A avenida Farrapos liga o centro da cidade até o Aeroporto Internacional de Porto Alegre, estendendo-se por 5,5 km. Como a maioria das avenidas, foi construída com o objetivo de facilitar e dar fluidez ao tráfego de veículos. Contudo, ao ligar pontos na perspectiva do automóvel e da escala macro da cidade, também rompeu diversas conexões anteriormente existentes na perspectiva do pedestre e na escala humana, cortando ao meio os bairros pelos quais se estende.
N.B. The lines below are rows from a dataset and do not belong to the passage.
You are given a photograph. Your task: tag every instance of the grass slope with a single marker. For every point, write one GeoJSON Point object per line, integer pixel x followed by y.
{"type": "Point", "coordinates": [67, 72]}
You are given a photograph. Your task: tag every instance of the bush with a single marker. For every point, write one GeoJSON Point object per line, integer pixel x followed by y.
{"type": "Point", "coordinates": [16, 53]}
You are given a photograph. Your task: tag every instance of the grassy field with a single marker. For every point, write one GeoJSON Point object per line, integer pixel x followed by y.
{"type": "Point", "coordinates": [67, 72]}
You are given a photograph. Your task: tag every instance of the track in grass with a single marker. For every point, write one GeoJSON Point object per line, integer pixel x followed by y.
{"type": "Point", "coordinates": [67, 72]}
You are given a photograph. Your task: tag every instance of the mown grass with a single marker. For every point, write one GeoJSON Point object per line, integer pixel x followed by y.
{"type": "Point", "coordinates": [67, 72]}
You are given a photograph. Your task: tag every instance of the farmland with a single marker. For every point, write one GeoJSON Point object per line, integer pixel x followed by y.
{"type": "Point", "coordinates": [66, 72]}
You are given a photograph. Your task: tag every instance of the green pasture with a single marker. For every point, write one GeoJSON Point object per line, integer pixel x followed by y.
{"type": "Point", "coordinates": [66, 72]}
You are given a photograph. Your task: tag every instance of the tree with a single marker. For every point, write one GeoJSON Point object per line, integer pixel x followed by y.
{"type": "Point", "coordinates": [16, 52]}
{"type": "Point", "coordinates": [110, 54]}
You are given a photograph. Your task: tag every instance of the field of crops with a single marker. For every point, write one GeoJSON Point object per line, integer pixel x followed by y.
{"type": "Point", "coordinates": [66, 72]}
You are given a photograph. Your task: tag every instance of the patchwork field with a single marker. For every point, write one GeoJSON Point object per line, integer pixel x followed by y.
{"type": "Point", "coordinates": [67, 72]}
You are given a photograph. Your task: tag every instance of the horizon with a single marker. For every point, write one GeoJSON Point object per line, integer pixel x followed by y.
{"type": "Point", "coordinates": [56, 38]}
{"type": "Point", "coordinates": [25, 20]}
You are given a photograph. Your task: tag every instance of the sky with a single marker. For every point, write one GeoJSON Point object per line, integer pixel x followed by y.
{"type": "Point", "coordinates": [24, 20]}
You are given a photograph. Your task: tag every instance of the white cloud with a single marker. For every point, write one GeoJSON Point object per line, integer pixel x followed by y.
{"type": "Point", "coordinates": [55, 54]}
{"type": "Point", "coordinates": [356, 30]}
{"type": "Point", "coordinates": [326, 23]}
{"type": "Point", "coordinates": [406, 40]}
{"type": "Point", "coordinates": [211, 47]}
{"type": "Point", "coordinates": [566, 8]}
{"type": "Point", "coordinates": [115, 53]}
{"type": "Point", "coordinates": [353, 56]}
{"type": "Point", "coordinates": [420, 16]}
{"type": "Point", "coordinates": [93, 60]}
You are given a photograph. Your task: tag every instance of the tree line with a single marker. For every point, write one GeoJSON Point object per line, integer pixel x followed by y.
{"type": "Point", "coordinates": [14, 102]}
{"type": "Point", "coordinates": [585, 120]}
A posterior implantação de um corredor de ônibus também contribuiu para configurar o cenário que se observa hoje: uma avenida com 6 pistas, de tráfego intenso e de alta velocidade, e transposição pelos pedestres esbarra em barreiras físicas e dificuldades de acessibilidade ao longo de muitos pontos em sua extensão. Segregar fisicamente o território contribuiu para que as habitações e as atividades localizadas à leste e à oeste da avenida passassem a se desenvolver com suas próprias dinâmicas. Portanto, considerando tais características, a avenida Farrapos é identificada como uma barreira. Essa percepção de barreira também é detectada entre atores sociais presentes no território.

Na avenida Farrapos, encontra-se muita atividade comercial, alocada em edificações apenas comerciais ou em térreos de edifícios residenciais – característica muito própria dos edifícios Art Deco ali situados ( Figueiró, 2007 ). Contudo, apesar disso, observa-se uma predominância de comércios que não atraem uma atividade pedestre, mas sim são vinculados à sua função como avenida de fluxo intenso de veículos. Dessa forma, ali existem, por exemplo, mecânicas, borracharias e postos de gasolina. Adiciona-se a esse cenário uma concentração de templos religiosos, muitos situados em grandes edificações térreas que parecem ser antigos depósitos, alguns em pequenos espaços térreos comerciais, sendo predominantes os templos pentecostais, os quais não apresentam ornamentos, mais típicos dos templos católicos. Tais estabelecimentos religiosos contrastam com as boates noturnas e as atividades de prostituição, sobretudo na porção mais próxima à Estação Rodoviária. Tais atividades perduram até hoje como um dos estigmas que marcam a percepção da avenida Farrapos no senso comum.

Nas ruas internas desse fragmento do bairro, entre a avenida Farrapos e rua Voluntários, encontram-se ruas pouco arborizadas – salvo exceções, tais como a rua Paraíba. Nessa rua, concentra-se uma sequência de casas em fita, antigas moradias operárias preservadas. Nessa porção do bairro, encontra-se, também, um espaço público com área verde, a praça Dante Santoro, em formato triangular, aberta e equipada com quadra esportiva e área de lazer infantil, rodeada principalmente por pequenos estabelecimentos comerciais e pela avenida Farrapos.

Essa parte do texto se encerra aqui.